Of course, every time you join something online, they get your email address.
The AARP folks aren’t too bad about blasting me with unwanted information, and so, it was with a bit of surprise last week that I got an AARP message: “Single? Give us 7 days and we’ll get you dating again.”
That presumes a lot.
Frankly, you gotta figure that if anybody wants to restart their social life in their “golden years,” the AARP may be an odd-ball, but logical place to look.
I love this additional promotional message in the email: “AARP Dating is simple. All you need to do is post your idea of a perfect first date and we’ll get you started.”
Truly, in 21st century culture, I understand how difficult it’s apparently become for nice singles to find one another. Millions of busy people have turned to various online services to find that special someone.
I can only wish them great success and eternal happiness. They are far braver than I am.
The whole enterprise just creeps me out.
As my grandmother, the beautiful and willful Rosalie Dial always said, “There are worse things than being alone.”
She also said, “Night will fall.”
Grama could be very scary, but she also knew a thing or two.
And so, in the interest of fairness, I went to the AARP website to take a look at what they are talking about.
Perhaps the most difficult part, at that stage, was to decide what my “screen name” was going to be. Should it be casual, informational, not too flirty, what?
I wasn’t going to take this process much farther because it was freaking me out, but I was curious.
Frankly, I fudged a little on the personal questions, although I was seriously specific about my politics.
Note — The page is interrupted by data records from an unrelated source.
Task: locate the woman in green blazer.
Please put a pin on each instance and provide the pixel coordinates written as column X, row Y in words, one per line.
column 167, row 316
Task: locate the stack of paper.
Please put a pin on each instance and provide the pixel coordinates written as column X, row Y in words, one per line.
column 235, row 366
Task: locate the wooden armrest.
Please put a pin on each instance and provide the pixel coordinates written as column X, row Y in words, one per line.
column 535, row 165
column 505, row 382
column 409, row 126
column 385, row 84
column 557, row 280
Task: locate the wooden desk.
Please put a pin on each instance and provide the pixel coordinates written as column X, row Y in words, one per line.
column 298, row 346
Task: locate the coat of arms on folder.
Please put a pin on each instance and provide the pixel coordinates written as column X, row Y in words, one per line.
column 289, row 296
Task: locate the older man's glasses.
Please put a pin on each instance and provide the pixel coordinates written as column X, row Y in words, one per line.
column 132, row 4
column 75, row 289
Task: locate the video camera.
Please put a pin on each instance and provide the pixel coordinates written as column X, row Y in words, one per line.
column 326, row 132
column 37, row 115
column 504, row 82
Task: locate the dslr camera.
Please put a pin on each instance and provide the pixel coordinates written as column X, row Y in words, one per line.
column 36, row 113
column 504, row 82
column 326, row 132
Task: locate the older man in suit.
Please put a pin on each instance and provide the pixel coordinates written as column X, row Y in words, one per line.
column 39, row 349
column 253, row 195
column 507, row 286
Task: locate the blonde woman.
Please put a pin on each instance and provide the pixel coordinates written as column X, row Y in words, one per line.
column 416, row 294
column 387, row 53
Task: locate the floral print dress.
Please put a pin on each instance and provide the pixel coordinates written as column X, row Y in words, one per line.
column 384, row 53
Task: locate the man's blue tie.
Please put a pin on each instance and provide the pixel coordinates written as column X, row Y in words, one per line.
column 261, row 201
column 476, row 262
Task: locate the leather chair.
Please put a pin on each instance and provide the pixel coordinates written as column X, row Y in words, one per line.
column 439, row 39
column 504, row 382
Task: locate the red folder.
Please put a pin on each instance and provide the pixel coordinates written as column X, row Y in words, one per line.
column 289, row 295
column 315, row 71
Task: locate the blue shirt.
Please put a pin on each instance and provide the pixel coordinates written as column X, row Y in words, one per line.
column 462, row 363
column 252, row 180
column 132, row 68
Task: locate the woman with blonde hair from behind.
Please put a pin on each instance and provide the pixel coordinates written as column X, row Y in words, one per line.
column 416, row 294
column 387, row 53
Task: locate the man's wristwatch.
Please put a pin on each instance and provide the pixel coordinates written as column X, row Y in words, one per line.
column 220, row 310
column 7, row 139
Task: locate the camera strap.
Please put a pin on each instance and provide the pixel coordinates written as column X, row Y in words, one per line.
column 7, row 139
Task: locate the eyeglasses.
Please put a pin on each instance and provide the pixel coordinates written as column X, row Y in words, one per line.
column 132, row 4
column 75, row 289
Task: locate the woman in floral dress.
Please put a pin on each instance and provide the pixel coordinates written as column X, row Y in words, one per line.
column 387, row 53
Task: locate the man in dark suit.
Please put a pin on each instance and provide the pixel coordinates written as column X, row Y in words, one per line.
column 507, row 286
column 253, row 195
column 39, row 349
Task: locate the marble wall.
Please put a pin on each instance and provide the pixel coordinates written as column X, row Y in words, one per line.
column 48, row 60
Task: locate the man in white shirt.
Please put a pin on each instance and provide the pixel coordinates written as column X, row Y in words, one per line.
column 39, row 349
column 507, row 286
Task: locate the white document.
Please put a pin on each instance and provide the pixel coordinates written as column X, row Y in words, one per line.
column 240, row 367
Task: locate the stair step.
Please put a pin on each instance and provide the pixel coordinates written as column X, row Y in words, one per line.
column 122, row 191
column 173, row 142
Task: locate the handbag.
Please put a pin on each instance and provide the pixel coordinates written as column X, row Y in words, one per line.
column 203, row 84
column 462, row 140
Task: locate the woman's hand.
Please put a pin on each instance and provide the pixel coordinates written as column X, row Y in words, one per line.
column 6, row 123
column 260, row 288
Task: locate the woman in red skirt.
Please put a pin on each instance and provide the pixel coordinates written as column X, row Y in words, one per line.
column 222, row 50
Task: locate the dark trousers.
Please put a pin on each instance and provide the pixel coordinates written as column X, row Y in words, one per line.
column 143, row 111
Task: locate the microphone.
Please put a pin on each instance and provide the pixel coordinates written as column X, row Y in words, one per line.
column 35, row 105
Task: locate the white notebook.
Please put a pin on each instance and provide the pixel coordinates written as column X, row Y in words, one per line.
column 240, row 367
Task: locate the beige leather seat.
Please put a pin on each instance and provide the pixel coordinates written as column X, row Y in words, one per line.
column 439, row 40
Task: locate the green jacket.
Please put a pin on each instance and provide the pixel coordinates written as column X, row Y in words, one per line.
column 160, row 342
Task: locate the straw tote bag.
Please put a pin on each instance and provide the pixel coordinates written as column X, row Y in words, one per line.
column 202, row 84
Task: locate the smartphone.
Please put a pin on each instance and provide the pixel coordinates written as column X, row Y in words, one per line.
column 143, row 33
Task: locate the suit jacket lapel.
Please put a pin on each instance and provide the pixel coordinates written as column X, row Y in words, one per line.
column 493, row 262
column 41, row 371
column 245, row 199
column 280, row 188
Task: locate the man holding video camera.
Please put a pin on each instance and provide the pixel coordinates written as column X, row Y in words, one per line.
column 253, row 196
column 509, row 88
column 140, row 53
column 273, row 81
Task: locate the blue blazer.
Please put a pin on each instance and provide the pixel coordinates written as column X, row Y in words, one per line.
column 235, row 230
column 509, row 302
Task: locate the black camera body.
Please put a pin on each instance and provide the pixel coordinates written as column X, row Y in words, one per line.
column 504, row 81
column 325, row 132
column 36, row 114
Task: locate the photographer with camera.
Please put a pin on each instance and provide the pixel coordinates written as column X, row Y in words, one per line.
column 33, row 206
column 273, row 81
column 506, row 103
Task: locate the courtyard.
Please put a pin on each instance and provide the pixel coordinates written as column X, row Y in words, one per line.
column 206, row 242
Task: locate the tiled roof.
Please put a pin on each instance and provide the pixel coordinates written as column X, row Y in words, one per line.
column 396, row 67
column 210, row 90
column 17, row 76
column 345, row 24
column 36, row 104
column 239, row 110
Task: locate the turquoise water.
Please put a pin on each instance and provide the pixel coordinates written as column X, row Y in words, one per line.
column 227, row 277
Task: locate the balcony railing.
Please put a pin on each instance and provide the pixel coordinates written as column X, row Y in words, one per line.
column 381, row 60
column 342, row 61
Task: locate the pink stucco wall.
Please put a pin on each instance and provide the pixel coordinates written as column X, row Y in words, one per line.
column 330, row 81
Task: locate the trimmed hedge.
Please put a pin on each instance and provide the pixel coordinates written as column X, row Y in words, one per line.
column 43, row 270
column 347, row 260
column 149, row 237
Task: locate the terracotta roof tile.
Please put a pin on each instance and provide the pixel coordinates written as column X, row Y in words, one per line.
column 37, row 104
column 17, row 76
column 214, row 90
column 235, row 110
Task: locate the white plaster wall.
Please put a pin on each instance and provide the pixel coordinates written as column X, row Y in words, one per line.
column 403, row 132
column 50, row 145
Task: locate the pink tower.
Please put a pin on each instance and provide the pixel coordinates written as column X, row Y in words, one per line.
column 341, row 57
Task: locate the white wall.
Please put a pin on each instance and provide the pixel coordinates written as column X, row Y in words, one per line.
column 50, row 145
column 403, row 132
In a few instances, they asked goofy questions.
I greatly appreciate that single folks are out there looking, and perhaps this oldies site offers some a less frightening experience than the ones you see heavily advertised on TV. Doesn’t that old guy just creep you out with how sincerely he insists he can find the perfect person for you?
I held my breath and pressed the “search” button, and up came a man’s photograph. Apologies, if he’s a reader. I loaded a photo of my grandpuppy.
The site then asked me to describe a “date” idea to respond to this local person.
It was just all too much for me, the words of my grandmother ringing in my ears.
I’ll check back around Halloween if I need to recapture that feeling of terror.